Methods and Availability of Tests for Hereditary Disorders of Dogs and Cats

Methods and Availability of Tests for Hereditary Disorders of Dogs and Cats

Edward E. (Ned) Patterson, St. Paul, Minnesota

The study of the biochemical and physiologic bases of canine and feline heritable disorders over the last 10 to 20 years has identified mutations responsible for a number of diseases.

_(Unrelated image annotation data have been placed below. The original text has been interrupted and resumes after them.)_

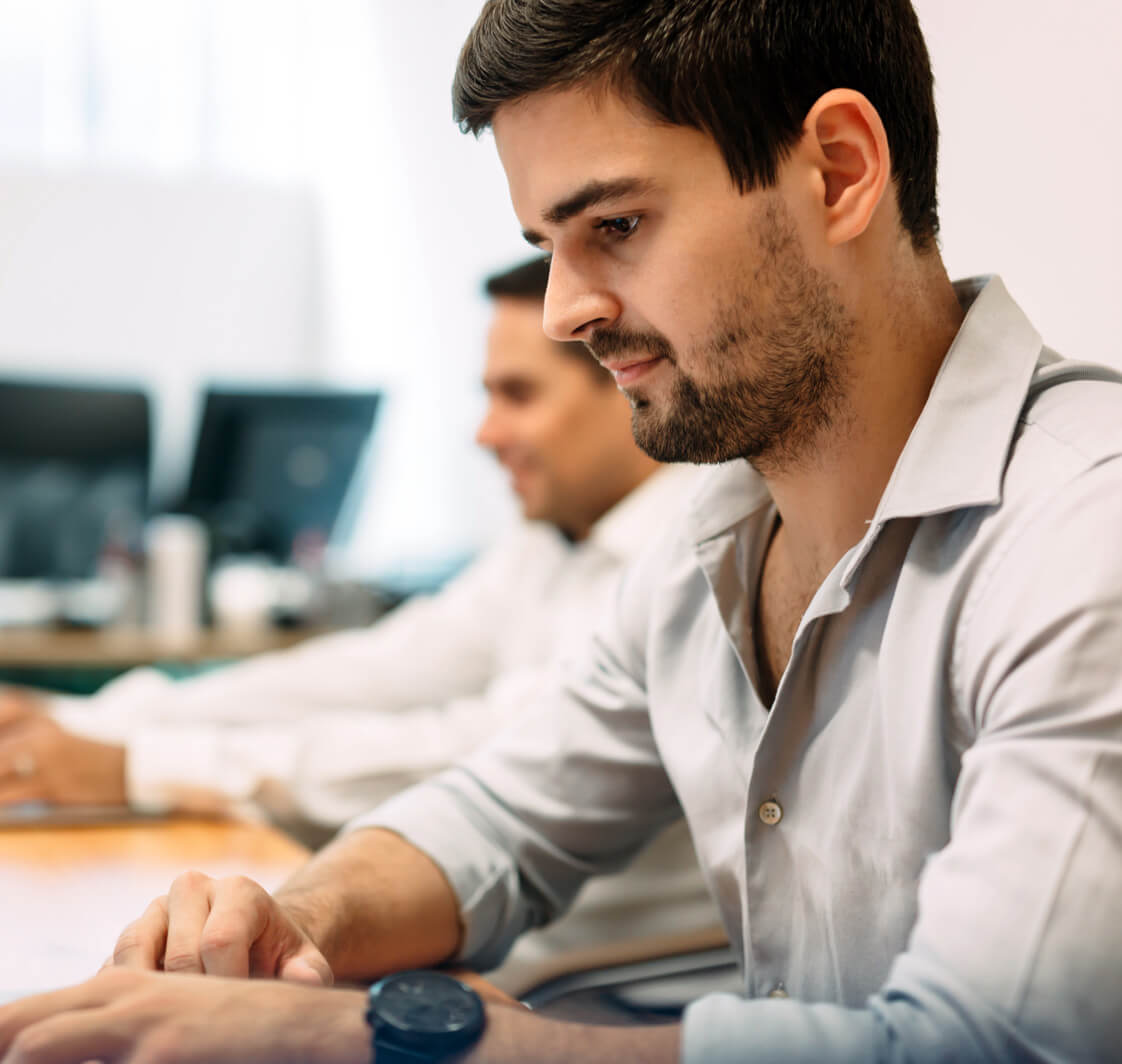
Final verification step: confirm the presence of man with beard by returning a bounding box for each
[0,0,1122,1064]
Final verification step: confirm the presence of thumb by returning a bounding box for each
[277,950,335,987]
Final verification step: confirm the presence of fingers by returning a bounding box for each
[4,1009,130,1064]
[109,897,174,972]
[200,877,333,985]
[0,979,118,1060]
[163,872,222,973]
[277,946,335,987]
[192,875,271,979]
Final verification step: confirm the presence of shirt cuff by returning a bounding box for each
[343,769,536,971]
[682,993,884,1064]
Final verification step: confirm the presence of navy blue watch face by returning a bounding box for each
[376,972,484,1036]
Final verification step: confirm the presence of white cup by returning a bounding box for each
[145,514,208,644]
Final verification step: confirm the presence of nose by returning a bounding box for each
[476,402,503,451]
[542,250,620,340]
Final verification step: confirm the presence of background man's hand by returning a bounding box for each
[0,688,126,806]
[0,969,370,1064]
[109,872,334,985]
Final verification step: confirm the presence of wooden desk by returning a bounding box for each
[0,817,307,1000]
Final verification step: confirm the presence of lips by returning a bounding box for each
[600,355,662,387]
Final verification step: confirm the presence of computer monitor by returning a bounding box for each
[177,387,381,562]
[0,378,151,579]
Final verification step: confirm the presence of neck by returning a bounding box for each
[760,253,963,577]
[557,447,662,543]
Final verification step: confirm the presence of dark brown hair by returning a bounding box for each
[452,0,939,250]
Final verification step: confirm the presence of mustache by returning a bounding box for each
[583,325,675,363]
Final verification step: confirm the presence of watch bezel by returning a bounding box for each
[366,969,486,1061]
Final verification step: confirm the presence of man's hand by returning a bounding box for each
[109,872,334,985]
[0,969,370,1064]
[0,688,126,806]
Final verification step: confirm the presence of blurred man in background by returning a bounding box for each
[0,259,716,987]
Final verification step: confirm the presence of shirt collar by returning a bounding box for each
[688,270,1041,552]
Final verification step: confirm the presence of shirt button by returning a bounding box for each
[760,798,783,827]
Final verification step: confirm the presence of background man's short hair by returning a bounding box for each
[484,255,613,384]
[484,255,550,303]
[452,0,939,250]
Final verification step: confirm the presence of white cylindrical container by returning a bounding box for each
[145,514,208,644]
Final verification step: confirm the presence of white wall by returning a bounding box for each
[916,0,1122,366]
[0,168,323,500]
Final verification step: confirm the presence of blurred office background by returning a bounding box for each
[0,0,1122,597]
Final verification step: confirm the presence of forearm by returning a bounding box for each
[276,828,461,980]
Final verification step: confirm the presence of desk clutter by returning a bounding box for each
[0,379,381,645]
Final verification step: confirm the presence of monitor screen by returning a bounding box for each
[0,379,150,579]
[178,388,380,561]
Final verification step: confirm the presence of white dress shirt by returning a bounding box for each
[353,279,1122,1064]
[53,466,719,991]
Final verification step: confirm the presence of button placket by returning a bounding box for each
[756,798,783,827]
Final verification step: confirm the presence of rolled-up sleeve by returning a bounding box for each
[348,561,681,969]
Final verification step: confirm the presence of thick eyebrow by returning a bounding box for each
[522,177,653,247]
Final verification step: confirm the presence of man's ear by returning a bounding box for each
[803,89,892,246]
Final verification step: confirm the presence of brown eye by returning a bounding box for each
[596,214,638,237]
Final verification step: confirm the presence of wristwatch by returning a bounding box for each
[366,971,485,1064]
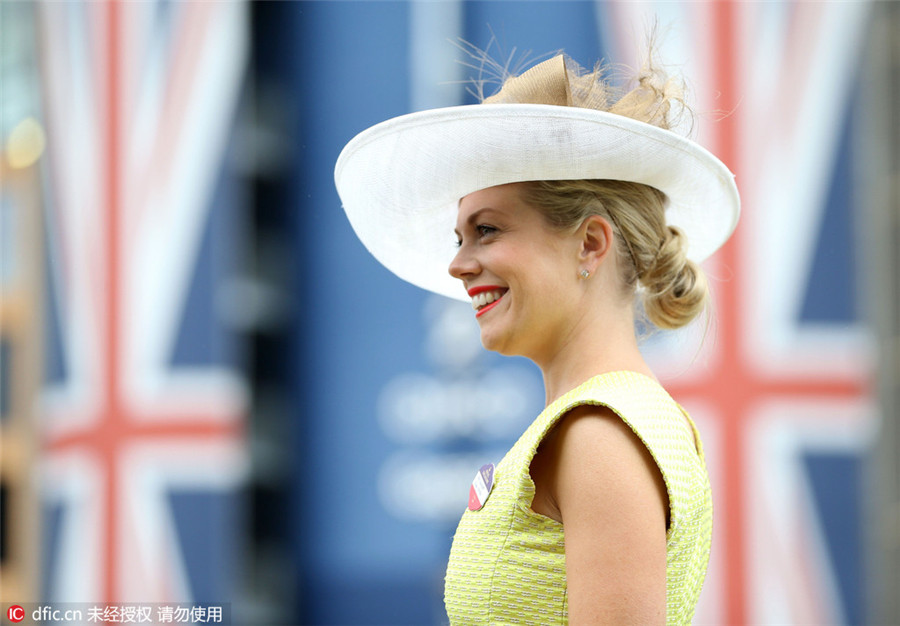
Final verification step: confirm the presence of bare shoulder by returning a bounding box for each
[531,406,668,624]
[531,405,668,521]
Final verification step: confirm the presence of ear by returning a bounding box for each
[578,215,614,273]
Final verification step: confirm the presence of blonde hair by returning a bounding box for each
[473,39,709,329]
[521,180,709,329]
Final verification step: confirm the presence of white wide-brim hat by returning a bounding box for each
[335,52,740,301]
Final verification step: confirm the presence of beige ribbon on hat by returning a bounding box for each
[483,54,684,129]
[483,54,572,106]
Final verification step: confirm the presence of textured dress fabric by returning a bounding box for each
[444,372,712,625]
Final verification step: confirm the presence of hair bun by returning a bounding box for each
[639,226,708,329]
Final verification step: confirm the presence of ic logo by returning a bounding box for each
[6,604,25,623]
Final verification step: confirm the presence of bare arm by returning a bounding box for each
[531,406,668,626]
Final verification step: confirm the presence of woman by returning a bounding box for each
[335,51,739,624]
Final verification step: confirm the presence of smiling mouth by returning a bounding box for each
[472,289,507,317]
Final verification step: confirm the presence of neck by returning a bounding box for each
[536,307,654,404]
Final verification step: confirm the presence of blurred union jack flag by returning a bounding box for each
[612,1,877,625]
[36,1,248,603]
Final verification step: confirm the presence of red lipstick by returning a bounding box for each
[466,285,506,298]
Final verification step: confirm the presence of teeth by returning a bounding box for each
[472,291,503,311]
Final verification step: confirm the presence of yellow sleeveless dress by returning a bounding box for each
[444,372,712,626]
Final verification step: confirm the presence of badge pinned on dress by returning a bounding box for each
[469,463,494,511]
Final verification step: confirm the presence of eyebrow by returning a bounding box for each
[453,206,496,239]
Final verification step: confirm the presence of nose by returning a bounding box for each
[447,244,481,280]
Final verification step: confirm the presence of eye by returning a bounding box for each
[475,224,497,238]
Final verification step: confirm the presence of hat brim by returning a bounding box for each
[335,104,740,301]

The progress of the canine genome maps and the recent publication of the canine genome sequence, coupled with comparative data from human genome research, have led to the recent discovery of the molecular basis of additional canine inherited disorders. More than 570 inherited diseases and traits in dogs and more than 290 in cats are recognized, but in many the biochemical or molecular basis is not yet identified. More than 80 polymerase chain reaction (PCR) DNA tests are associated with canine diseases and more than 10 DNA tests are available for cats. With additional research and emerging technologies, the number of available tests will grow exponentially in the near future. A working knowledge of the basic methods and availability of such tests will be an increasingly important part of the knowledge base of the small animal veterinarian. Biochemical, direct mutation, and genetic marker tests are the three major categories of inherited disease diagnostic tests.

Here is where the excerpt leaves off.